Il serait contre-productif pour les membres du BRICS et de l’Organisation de Coopération de Shanghai, l’Inde et la Chine, d’en venir aux mains à cause de certains cols de montagne enneigés extrêmement isolées – bien que stratégiquement importants.
Mais quand on regarde la Ligne de Contrôle Réel de 3 488 kilomètres de long, que l’Inde définit comme « non résolue », on ne peut jamais l’exclure totalement.
Comme l’a rapporté l’Hindustan Times : « L’Inde a envoyé des troupes de guerre en haute altitude avec des éléments de soutien sur le théâtre du Ladakh oriental pour contrer la posture agressive de l’Armée Populaire de Libération Chinoise (APL) destinée à intimider le gouvernement pour qu’il arrête de construire des infrastructures frontalières dans le secteur de Daulat Beg Oldie, car cela pourrait menacer l’autoroute Lhassa-Kashgar à Aksai Chin ».
L’autoroute va du Tibet au sud-ouest de la province du Xinjiang, où l’autoroute du Karakoram – la partie nord du Corridor Économique Chine-Pakistan – va de Kashgar à Islamabad. De là, une route traverse le Baloutchistan jusqu’au port stratégique de Gwadar au Pakistan, dans le cadre de l’Initiative Ceinture et Route chinoise.
« Les troupes indiennes spécialisées connaissent bien la Région Autonome Tibétaine de Chine et sont préparées pour opérer à haute altitude », rapporte l’Hindustan Times. « L’ampleur du déploiement de l’APL – deux brigades et plus – indique que le mouvement a été approuvé par Pékin et qu’il ne se limite pas aux commandants militaires locaux ».
Nul autre que Donald Trump a proposé sa médiation.
La flambée actuelle a commencé fin avril et a conduit à une série d’échauffourées début mai, décrites comme « un comportement agressif des deux côtés », avec des combats à mains nues et des jets de pierres. Selon la version indienne, les troupes chinoises ont franchi la Ligne de Contrôle Réelle, avec des véhicules et du matériel, pour bloquer la construction d’une route par l’Inde.
La zone clé se trouve autour d’un lac spectaculaire de 135 kilomètres de long et de 5 à 7 kilomètres de large, le Pangong Tso. Il se trouve au Ladakh, qui est une extension de facto du plateau tibétain. Un tiers est détenu par l’Inde et deux tiers par la Chine.

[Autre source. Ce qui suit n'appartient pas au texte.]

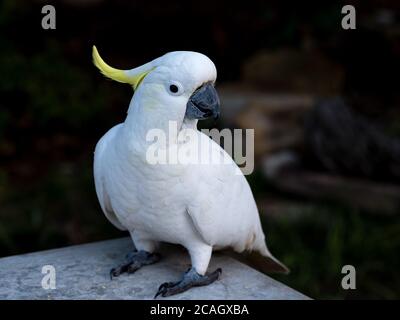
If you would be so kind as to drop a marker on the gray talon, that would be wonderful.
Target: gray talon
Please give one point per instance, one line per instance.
(190, 279)
(134, 261)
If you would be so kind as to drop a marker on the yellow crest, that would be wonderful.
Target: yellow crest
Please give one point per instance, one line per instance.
(133, 77)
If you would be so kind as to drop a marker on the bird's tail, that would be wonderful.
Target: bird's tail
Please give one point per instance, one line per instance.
(261, 259)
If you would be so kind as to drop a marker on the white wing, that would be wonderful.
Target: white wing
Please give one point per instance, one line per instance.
(222, 206)
(99, 171)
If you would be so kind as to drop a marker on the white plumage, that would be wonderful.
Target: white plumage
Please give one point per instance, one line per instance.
(199, 206)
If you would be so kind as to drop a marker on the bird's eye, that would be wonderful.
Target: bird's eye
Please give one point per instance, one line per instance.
(175, 88)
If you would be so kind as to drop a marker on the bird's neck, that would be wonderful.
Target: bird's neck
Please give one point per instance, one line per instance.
(144, 130)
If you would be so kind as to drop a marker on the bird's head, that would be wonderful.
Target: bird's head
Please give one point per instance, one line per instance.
(174, 86)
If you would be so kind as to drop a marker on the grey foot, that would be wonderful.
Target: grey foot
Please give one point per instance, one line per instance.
(190, 279)
(135, 261)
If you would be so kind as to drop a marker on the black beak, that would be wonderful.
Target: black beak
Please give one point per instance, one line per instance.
(203, 103)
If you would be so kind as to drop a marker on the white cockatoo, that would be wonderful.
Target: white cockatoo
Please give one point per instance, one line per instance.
(200, 206)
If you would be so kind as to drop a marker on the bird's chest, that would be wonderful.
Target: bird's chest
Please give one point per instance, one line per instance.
(148, 197)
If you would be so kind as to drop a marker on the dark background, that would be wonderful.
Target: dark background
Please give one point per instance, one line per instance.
(54, 106)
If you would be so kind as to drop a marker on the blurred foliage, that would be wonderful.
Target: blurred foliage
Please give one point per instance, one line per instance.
(326, 238)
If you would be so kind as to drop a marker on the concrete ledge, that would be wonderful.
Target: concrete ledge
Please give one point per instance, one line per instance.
(82, 272)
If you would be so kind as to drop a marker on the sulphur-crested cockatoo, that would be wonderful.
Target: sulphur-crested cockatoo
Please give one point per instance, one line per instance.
(201, 206)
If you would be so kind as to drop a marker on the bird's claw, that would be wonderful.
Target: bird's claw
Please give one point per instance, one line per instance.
(134, 261)
(190, 279)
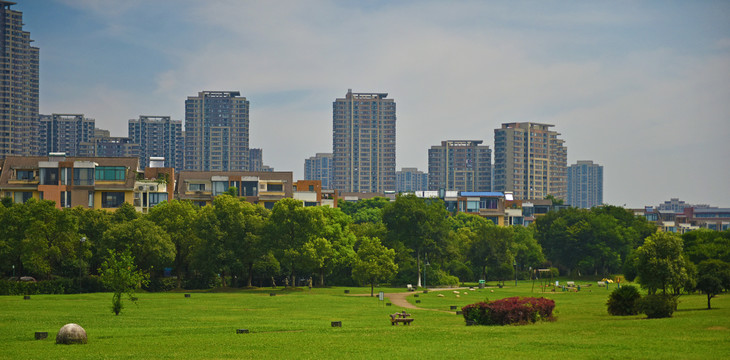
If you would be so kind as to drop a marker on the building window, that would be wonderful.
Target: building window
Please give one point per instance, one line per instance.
(83, 176)
(112, 199)
(110, 173)
(25, 174)
(274, 187)
(65, 199)
(23, 196)
(156, 198)
(49, 176)
(196, 187)
(219, 187)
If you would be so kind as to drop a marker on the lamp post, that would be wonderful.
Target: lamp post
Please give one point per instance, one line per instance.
(81, 251)
(424, 272)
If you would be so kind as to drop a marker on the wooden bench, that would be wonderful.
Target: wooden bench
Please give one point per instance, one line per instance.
(401, 317)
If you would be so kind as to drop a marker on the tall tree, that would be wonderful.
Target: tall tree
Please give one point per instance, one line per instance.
(661, 263)
(374, 263)
(149, 244)
(714, 277)
(178, 218)
(120, 274)
(290, 226)
(420, 225)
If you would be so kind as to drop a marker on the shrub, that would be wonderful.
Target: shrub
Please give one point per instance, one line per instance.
(658, 305)
(624, 301)
(161, 284)
(513, 310)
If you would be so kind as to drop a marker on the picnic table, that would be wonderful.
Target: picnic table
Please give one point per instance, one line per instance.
(401, 317)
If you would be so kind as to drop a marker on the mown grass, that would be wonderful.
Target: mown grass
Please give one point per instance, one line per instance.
(297, 325)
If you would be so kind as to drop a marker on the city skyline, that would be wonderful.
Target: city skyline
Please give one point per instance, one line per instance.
(638, 88)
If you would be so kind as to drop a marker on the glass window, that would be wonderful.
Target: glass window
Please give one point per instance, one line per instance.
(112, 199)
(219, 187)
(274, 187)
(22, 196)
(84, 176)
(156, 198)
(25, 174)
(110, 173)
(49, 176)
(196, 187)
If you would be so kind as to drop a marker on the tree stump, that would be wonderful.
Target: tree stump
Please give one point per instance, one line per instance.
(71, 334)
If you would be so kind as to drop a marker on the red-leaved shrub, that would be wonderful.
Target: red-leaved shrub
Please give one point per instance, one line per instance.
(514, 310)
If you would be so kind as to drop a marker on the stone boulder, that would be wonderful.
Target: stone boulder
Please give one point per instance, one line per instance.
(71, 334)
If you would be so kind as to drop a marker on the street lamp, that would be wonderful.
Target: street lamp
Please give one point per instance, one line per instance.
(81, 250)
(424, 272)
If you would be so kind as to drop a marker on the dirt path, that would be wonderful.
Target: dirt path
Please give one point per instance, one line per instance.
(399, 299)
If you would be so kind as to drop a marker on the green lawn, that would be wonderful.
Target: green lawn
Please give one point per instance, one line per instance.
(297, 325)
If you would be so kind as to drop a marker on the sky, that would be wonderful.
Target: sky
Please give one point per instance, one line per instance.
(641, 88)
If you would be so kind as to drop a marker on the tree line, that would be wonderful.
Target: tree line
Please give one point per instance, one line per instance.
(407, 241)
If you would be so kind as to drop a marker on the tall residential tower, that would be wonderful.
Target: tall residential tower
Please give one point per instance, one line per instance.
(585, 185)
(19, 92)
(319, 167)
(158, 136)
(216, 132)
(460, 165)
(530, 161)
(363, 143)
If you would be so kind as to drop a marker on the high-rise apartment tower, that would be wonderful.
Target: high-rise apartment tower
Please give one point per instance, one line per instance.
(530, 161)
(319, 167)
(363, 143)
(19, 92)
(460, 165)
(585, 185)
(216, 132)
(158, 136)
(411, 179)
(64, 133)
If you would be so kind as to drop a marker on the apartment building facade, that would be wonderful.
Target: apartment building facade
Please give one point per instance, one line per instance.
(363, 142)
(158, 136)
(460, 165)
(319, 167)
(19, 92)
(585, 184)
(530, 161)
(216, 132)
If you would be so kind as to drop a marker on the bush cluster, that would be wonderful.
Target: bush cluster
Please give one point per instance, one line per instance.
(55, 286)
(624, 301)
(658, 305)
(513, 310)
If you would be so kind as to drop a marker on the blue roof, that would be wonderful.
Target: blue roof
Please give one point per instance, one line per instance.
(481, 193)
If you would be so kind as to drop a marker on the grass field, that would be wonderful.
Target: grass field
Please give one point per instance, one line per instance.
(297, 325)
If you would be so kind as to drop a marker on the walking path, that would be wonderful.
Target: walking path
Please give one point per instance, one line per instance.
(399, 299)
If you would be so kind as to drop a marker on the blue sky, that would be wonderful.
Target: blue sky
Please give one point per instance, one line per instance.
(642, 88)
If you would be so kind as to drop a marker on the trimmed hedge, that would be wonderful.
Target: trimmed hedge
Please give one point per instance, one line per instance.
(513, 310)
(658, 305)
(624, 301)
(55, 286)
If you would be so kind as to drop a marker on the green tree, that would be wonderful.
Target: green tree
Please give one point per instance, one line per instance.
(419, 225)
(149, 244)
(374, 263)
(177, 218)
(231, 232)
(705, 244)
(661, 263)
(714, 276)
(121, 276)
(290, 226)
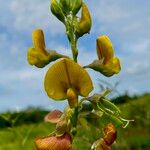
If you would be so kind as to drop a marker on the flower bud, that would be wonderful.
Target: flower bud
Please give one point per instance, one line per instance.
(61, 128)
(72, 98)
(107, 64)
(85, 23)
(38, 55)
(56, 10)
(110, 134)
(75, 6)
(105, 49)
(38, 40)
(66, 6)
(53, 116)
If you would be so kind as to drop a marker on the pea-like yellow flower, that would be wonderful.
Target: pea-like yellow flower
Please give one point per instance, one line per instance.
(38, 55)
(54, 143)
(107, 64)
(66, 80)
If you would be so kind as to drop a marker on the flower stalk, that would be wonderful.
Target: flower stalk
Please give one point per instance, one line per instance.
(67, 80)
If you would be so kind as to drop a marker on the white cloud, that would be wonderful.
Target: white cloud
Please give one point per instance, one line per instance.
(126, 22)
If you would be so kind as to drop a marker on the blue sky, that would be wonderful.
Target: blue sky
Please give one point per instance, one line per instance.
(125, 22)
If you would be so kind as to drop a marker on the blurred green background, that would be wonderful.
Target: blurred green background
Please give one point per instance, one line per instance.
(18, 130)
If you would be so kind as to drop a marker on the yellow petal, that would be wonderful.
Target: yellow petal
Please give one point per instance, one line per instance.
(113, 67)
(53, 116)
(104, 48)
(67, 74)
(37, 58)
(38, 40)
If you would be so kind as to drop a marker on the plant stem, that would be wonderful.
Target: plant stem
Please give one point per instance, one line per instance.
(70, 31)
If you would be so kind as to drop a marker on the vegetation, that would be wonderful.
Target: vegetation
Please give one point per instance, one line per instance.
(20, 133)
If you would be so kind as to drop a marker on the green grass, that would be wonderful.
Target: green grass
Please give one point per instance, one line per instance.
(135, 137)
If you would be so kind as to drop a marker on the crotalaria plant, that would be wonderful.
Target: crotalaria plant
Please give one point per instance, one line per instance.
(67, 80)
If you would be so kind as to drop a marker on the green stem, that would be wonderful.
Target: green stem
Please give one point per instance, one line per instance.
(70, 31)
(74, 121)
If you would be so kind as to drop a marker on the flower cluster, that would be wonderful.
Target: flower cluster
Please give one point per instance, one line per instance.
(67, 80)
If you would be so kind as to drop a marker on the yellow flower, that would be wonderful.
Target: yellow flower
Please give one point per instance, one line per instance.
(107, 64)
(66, 80)
(54, 143)
(38, 55)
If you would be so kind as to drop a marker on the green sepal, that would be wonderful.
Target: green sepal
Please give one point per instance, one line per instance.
(75, 6)
(109, 105)
(66, 6)
(107, 118)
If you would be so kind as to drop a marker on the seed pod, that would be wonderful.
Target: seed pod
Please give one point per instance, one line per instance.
(85, 22)
(56, 10)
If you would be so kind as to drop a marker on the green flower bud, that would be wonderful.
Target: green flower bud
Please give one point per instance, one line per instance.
(56, 10)
(66, 6)
(75, 6)
(108, 104)
(85, 23)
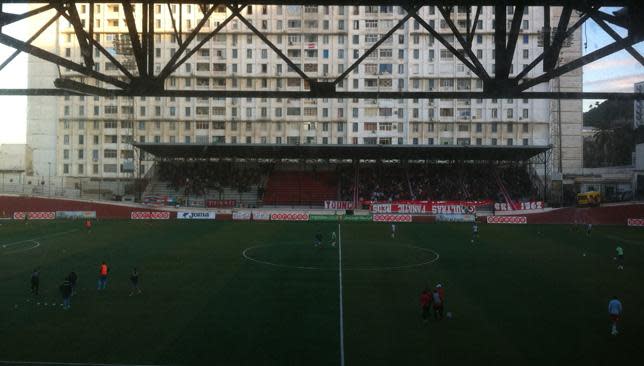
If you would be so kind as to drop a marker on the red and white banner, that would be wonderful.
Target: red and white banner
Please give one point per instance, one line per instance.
(635, 222)
(521, 206)
(189, 215)
(241, 215)
(34, 215)
(290, 216)
(339, 205)
(261, 216)
(221, 203)
(429, 207)
(145, 215)
(507, 220)
(391, 218)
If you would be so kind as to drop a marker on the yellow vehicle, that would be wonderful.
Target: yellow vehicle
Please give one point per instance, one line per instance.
(592, 198)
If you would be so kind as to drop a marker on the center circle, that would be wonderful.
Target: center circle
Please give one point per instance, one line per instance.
(355, 257)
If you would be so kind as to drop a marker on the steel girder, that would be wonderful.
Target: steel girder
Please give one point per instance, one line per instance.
(500, 85)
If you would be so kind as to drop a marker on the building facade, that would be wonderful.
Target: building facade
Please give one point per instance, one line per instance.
(638, 107)
(91, 136)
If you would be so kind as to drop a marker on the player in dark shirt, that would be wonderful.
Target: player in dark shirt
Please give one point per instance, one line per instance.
(73, 278)
(35, 281)
(134, 281)
(66, 291)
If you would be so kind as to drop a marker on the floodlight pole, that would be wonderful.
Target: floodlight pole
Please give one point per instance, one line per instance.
(49, 179)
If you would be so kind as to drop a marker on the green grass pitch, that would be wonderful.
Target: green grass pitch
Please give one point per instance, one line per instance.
(523, 295)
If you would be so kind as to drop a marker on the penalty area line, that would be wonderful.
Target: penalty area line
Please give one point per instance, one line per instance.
(45, 363)
(38, 238)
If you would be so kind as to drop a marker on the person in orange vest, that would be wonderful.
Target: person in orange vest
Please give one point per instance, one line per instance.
(102, 277)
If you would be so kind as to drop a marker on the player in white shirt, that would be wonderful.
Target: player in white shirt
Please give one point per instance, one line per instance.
(615, 311)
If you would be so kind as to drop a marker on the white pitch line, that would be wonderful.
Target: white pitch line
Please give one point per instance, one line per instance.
(341, 305)
(36, 245)
(67, 363)
(39, 238)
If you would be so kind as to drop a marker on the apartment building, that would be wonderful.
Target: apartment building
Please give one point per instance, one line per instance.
(93, 135)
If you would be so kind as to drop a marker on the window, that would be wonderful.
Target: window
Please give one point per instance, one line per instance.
(447, 112)
(109, 154)
(109, 168)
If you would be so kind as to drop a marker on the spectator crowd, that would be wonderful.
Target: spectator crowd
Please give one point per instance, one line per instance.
(395, 181)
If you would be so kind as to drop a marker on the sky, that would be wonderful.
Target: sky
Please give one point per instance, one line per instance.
(616, 73)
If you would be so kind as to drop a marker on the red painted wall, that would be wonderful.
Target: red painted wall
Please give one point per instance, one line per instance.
(10, 204)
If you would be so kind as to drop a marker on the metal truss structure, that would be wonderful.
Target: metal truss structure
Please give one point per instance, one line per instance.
(140, 79)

Les plis montagnes autour du lac sont appelés « doigts ». Les Indiens disent que les troupes chinoises sont proches du Doigt Deux – et bloquent leurs mouvements. L’Inde revendique des droits territoriaux jusqu’au Doigt 8, mais son emprise de facto ne s’étend qu’au Doigt 4.
Depuis près de dix ans, New Delhi développe régulièrement le développement des infrastructures – et aussi le déploiement de troupes – au Ladakh. Les unités passent maintenant des périodes de déploiement plus longues que les six mois qui constituaient auparavant la rotation standard.
Ces unités sont appelées « bataillons en boucle » : Ils font un aller-retour sur le glacier de Siachen – qui a été le théâtre d’une mini-guerre localisée entre l’Inde et le Pakistan en 1999 que j’ai suivie de près.
Les Indiens affirment qu’il n’y a pas moins de 23 zones « contestées et sensibles » le long de la Ligne de Contrôle Réel, avec au moins 300 « transgressions » des troupes de l’Armée Populaire de Libération chaque année.
Franchir la ligne
Les Indiens sont maintenant particulièrement attentifs à la situation dans la vallée de Galwan, au Ladakh, qui, selon eux, a été percée sur une distance de 3 à 4 km par les troupes de l’APL qui sont en train de creuser des défenses.
Sur le plan diplomatique, tout cela reste assez flou. Le Ministère chinois des Affaires Étrangères a accusé les troupes indiennes de « franchir la ligne » au Ladakh et au Sikkim, ainsi que de « tenter de modifier unilatéralement le statut du contrôle des frontières ».
Le Ministère indien des Affaires Étrangères a préféré maintenir que les « mécanismes établis » devraient finalement prévaloir, justifiant son silence relatif par l’explication que la diplomatie discrète entre les commandants militaires et les fonctionnaires doit primer.
Cela contraste fortement avec ce que soulignent des sources indiennes sur le terrain : affrontement entre les troupes en au moins trois points au Ladakh et au Sikkim ; trop de troupes chinoises dans les zones de la Ligne de Contrôle Réel patrouillées par l’Inde ; et blocage des patrouilles indiennes dans les zones de Doigts sur le Pangong Tso.
Il est intéressant de noter que des sources de la Défense indienne nient l’existence d’une accumulation de troupes chinoises dans le secteur central de la Ligne de Contrôle Réel, en Uttarakhand ; elles voient ce que l’on pourrait qualifier de « mouvements locaux » de routine.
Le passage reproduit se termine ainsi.